Tomlinson, 30, is under contract through 2011 and knows he doesn’t have that many seasons left.

“It’s something that you deal with and hopefully you can get back to a point where you can get through a full season, playoffs included, where you’re not injured,” he said.

San Diego’s highest-profile unrestricted free agent is speedy little running back-returner Darren Sproles. Sproles has said he’d like to return to San Diego, but he’ll no doubt attract interest on the market. After gaining 328 all-purpose yards and scoring two touchdowns against the Colts, Sproles was held in check by the Steelers until scoring on a 62-yard pass from Rivers late in the game.

The Chargers likely will be in the market for offensive and defensive linemen, an inside linebacker and maybe a hard-hitting safety. Right guard Mike Goff and defensive end Igor Olshansky are unrestricted free agents and aren’t expected back.

General manager A.J. Smith didn’t return a call seeking comment.

Outside linebacker Shawne Merriman will be back after having season-ending knee surgery following the opener.

“I’ll be back better than before and I’m playing for a bigger reason than ever before,” Merriman said last week.

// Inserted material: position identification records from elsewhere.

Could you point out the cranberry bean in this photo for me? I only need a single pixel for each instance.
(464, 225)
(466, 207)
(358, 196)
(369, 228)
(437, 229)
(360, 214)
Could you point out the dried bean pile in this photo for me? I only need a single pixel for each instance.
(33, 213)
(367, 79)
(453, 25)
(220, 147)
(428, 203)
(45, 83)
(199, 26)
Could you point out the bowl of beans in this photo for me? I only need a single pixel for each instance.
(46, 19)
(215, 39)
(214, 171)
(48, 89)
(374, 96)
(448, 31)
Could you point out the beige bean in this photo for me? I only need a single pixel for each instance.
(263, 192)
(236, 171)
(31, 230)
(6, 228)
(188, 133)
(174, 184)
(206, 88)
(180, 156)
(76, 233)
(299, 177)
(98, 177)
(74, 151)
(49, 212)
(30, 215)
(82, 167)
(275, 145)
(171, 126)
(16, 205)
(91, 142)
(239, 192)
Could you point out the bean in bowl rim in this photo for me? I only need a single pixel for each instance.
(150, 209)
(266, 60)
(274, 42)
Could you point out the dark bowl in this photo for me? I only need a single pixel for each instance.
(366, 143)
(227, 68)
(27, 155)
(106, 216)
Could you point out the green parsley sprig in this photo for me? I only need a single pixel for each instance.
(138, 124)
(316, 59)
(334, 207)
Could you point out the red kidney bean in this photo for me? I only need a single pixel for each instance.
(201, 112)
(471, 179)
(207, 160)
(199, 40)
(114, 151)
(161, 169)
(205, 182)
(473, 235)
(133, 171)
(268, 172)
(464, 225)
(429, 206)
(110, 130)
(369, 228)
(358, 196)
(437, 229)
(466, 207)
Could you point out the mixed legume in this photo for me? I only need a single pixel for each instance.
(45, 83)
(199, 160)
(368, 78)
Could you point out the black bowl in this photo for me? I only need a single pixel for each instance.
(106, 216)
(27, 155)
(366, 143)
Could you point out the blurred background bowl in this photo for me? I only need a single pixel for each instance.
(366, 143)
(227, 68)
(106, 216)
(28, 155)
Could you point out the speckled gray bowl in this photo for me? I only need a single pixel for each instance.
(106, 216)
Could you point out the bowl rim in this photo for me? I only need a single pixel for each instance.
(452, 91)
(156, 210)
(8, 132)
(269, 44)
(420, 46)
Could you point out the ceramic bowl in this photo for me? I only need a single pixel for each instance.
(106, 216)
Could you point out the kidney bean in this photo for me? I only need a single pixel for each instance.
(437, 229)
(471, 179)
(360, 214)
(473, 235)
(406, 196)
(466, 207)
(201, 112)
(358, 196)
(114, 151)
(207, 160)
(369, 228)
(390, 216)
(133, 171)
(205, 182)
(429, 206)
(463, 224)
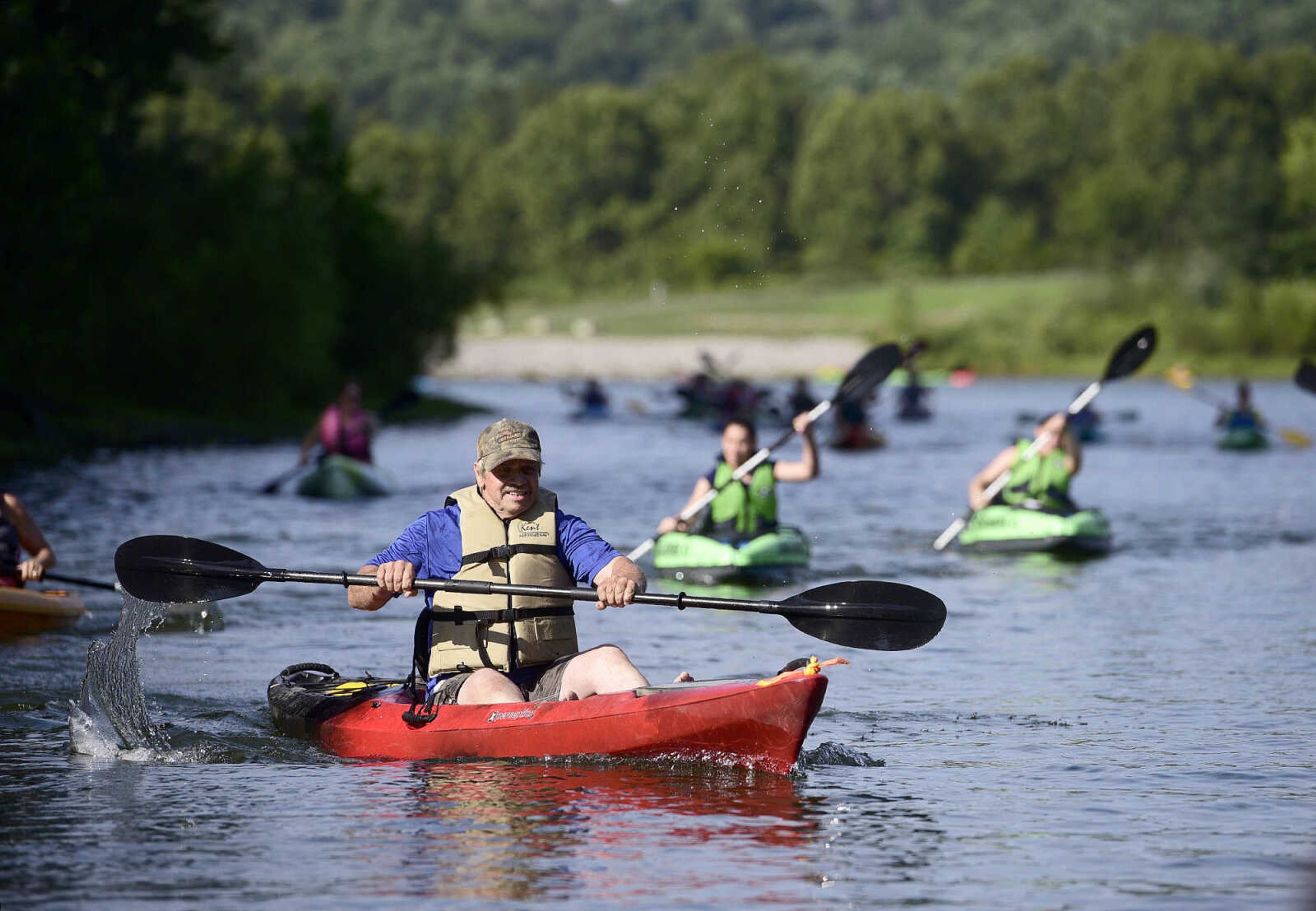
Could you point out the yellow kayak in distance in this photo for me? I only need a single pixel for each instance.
(29, 611)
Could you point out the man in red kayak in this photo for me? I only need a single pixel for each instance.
(345, 428)
(20, 532)
(506, 528)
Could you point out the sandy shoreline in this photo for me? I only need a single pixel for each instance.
(635, 357)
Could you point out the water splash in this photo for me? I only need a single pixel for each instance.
(833, 754)
(110, 718)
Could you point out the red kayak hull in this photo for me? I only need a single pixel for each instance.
(739, 723)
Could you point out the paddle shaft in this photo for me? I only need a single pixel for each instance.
(472, 588)
(73, 580)
(1003, 478)
(745, 468)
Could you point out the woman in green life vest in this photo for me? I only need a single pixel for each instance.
(747, 507)
(1039, 482)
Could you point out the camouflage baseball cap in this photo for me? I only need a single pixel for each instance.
(506, 440)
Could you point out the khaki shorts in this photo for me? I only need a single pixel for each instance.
(540, 684)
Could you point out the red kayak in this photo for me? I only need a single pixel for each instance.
(749, 723)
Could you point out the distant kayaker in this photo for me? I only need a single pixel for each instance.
(344, 428)
(19, 532)
(1243, 417)
(506, 528)
(749, 506)
(1041, 481)
(801, 397)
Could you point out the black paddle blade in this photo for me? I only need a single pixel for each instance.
(1306, 376)
(1131, 355)
(183, 571)
(872, 369)
(884, 616)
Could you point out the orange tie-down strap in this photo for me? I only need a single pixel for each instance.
(813, 668)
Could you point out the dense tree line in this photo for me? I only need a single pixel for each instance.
(427, 62)
(178, 238)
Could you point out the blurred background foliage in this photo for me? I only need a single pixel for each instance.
(228, 208)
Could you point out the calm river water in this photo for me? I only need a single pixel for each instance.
(1132, 732)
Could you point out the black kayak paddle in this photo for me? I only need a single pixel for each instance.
(884, 616)
(1306, 376)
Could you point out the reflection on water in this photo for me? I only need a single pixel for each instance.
(532, 831)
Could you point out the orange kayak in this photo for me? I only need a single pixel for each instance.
(27, 611)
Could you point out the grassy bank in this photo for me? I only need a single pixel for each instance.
(1039, 324)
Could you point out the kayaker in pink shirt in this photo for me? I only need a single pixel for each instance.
(19, 532)
(345, 428)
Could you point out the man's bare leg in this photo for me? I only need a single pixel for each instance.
(603, 669)
(487, 686)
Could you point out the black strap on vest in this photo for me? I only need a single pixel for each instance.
(507, 551)
(420, 674)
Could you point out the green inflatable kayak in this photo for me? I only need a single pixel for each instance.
(341, 478)
(1243, 437)
(1009, 528)
(710, 561)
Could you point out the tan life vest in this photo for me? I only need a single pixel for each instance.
(479, 631)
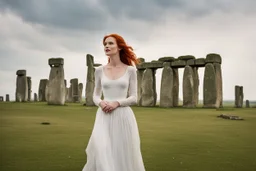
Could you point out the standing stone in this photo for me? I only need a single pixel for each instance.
(188, 87)
(21, 94)
(70, 93)
(209, 87)
(7, 98)
(175, 87)
(35, 97)
(55, 92)
(80, 88)
(75, 91)
(166, 91)
(239, 96)
(65, 83)
(247, 104)
(218, 77)
(42, 90)
(90, 81)
(139, 82)
(29, 88)
(148, 93)
(196, 85)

Rivers said the Chargers heard plenty of talk from outsiders about Super Bowl expectations and how talented they were.

“It was like crowd noise being pumped in,” he said. “It was overdoing it, and we had yet to play a game and you’re talking about a game that’s going to be played Feb. 1. Ultimately we can do a better job of understanding you’ve got to win in September and win in October. You’re not going to win the game on Feb. 1 until Feb. 1. It’s a long season.

“I think what we have found out these last two years is everybody’s talented in the NFL,” Rivers said. “There’s no such thing as most-talented team and all that. It’s go out and play. Any team can beat anybody.”